Well, it’s not just your accountant’s bill. For many businesses and individuals it makes sense to pay as many bills as you can before the new year.
Most small businesses are on a cash basis. That means that you have to pay an invoice in order to count it as an expense against the business’ income. And, most small businesses use the calendar year to record income and expenses.
Usually it makes sense to pay as many bills as you can this year so that the net income you report to the government is as low as possible. A lower income results in lower taxes.
The same rule is also usually true for individuals. If you can, you should pay property taxes, January’s home mortgage, and accelerate other tax-deductible payments into 2011. The more deductions you accumulate in 2011, the less you will owe in April, 2012.
On the other hand, if you expect for you or your business to earn a lot more in 2012 than you did in 2011, you might want to push your tax-deductible expenses into 2012. (You still should pay your CPA now, of course.)
The rules are somewhat complex, and you should contact a tax professional to see what the best course of action is for you. Everyone, though, should look at their tax situation THIS WEEK.

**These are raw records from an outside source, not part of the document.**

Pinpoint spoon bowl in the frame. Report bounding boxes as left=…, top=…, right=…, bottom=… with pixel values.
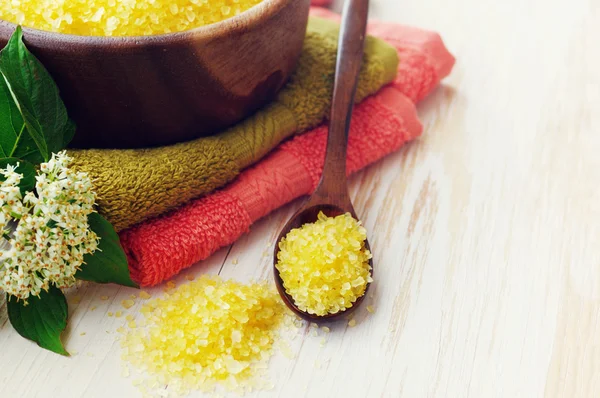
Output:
left=273, top=203, right=373, bottom=322
left=273, top=0, right=373, bottom=322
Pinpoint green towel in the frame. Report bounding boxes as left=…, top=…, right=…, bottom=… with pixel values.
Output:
left=69, top=17, right=398, bottom=231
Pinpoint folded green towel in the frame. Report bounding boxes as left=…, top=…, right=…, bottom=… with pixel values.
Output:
left=70, top=17, right=398, bottom=231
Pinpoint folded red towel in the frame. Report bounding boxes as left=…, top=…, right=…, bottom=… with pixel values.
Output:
left=120, top=9, right=454, bottom=286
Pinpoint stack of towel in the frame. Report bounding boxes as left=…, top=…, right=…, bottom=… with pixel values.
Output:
left=71, top=8, right=454, bottom=286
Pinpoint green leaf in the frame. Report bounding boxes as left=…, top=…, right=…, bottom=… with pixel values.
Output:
left=75, top=213, right=139, bottom=288
left=6, top=286, right=69, bottom=355
left=0, top=67, right=44, bottom=164
left=0, top=26, right=75, bottom=161
left=0, top=158, right=35, bottom=195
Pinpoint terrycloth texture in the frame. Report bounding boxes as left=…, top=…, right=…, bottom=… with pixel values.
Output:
left=120, top=10, right=454, bottom=286
left=70, top=18, right=398, bottom=231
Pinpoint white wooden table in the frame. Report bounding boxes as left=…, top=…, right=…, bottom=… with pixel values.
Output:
left=0, top=0, right=600, bottom=398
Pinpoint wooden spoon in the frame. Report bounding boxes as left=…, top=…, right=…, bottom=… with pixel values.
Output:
left=273, top=0, right=373, bottom=322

You need to act before New Year’s if you want most of the available deductions. Most people have until April 17, 2012 to fund their 2011 IRA retirement contribution, but all other options run out at midnight December 31st.
So, sit down. Go over your business and personal bills. Make a pile of those invoices that have tax consequences, and decide whether you want to pay them now or next year. Make your electronic bill payment, charge your credit card, or write the check and mail it. Today!